“Your plan?” he asked.

“I know not—how should I? It’s Sunday, curse it! Where does Rich go Sundays? The playhouse is shut. ’Tis impossible to find a soul.”

“Whence then the rumour you heard?”

“My man brought it from Portugal Street.”

“Then we go there.”

In Portugal Street, the Sunday leisure set free groups of persons, slatternly women and half drunken men to talk over all the news of the day and of all the items the story of the last night was the most favoured. Under the stinking oil lamps, along the gutters, about the dirty cobble-stones the rumours, amplified now beyond recognition, flew to and fro.

Polly was muffled and forced into the chair. She had waved her hand for help. A man with his collar pulled up about his face was guessed to be Sir Charles Jermyn that had long loitered about her. So it raged on, and both men knew that ’twas all false and this but wasting precious time.

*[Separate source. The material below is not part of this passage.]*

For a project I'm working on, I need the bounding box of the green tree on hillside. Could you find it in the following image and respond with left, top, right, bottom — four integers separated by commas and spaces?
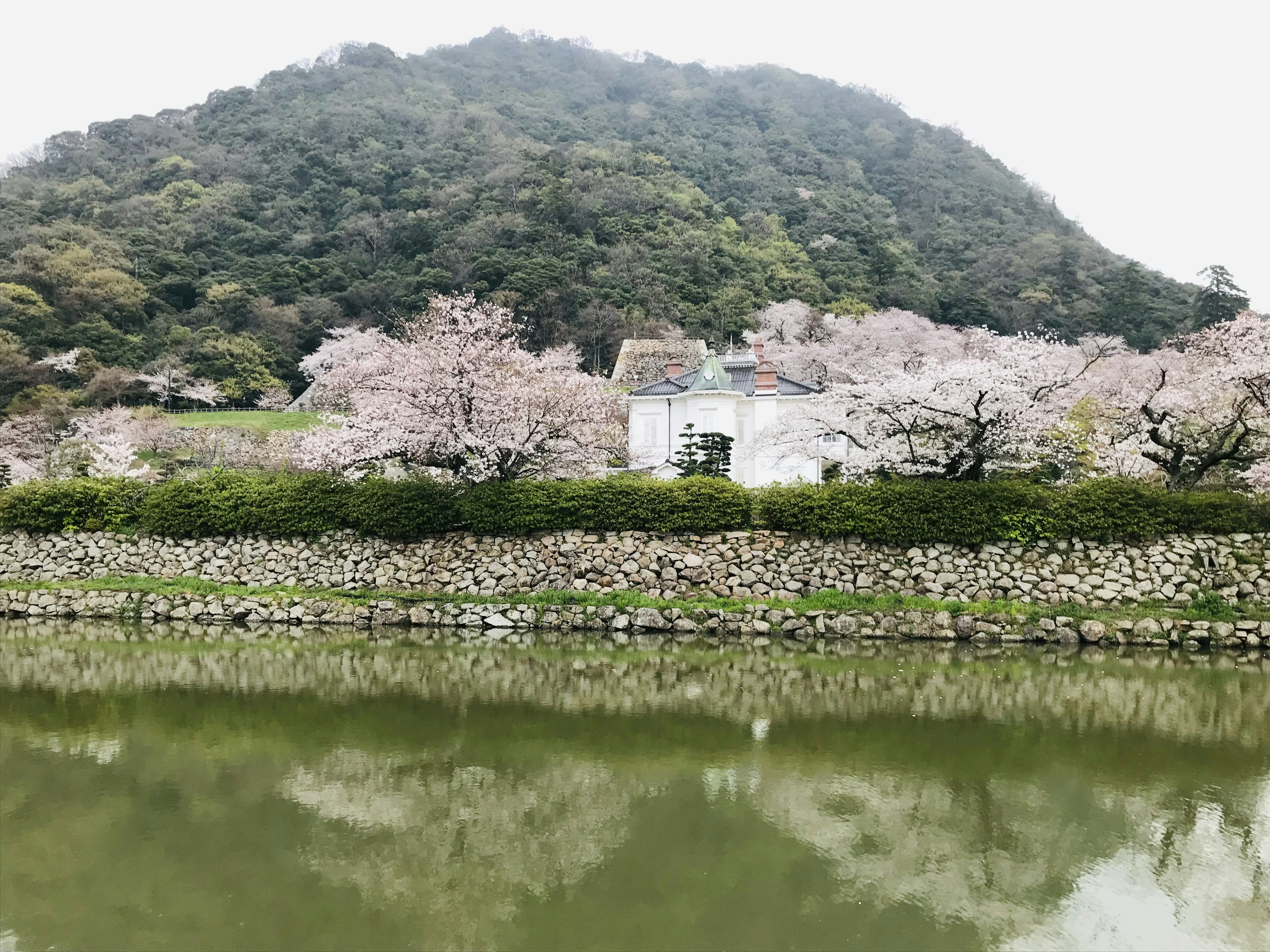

“Who shall say she did not go by her own choice?” mutters Baltimore at last—almost under his breath as if it was wrung out of him, as they stood by the corner to consider.

“If your Lordship had won her, yourself could answer that question,” said the Duke. “She is no wanton.”

“The Devil knows what a woman may be.” Again he fell silent. Bolton turned from him to a little group of women clustered at a door.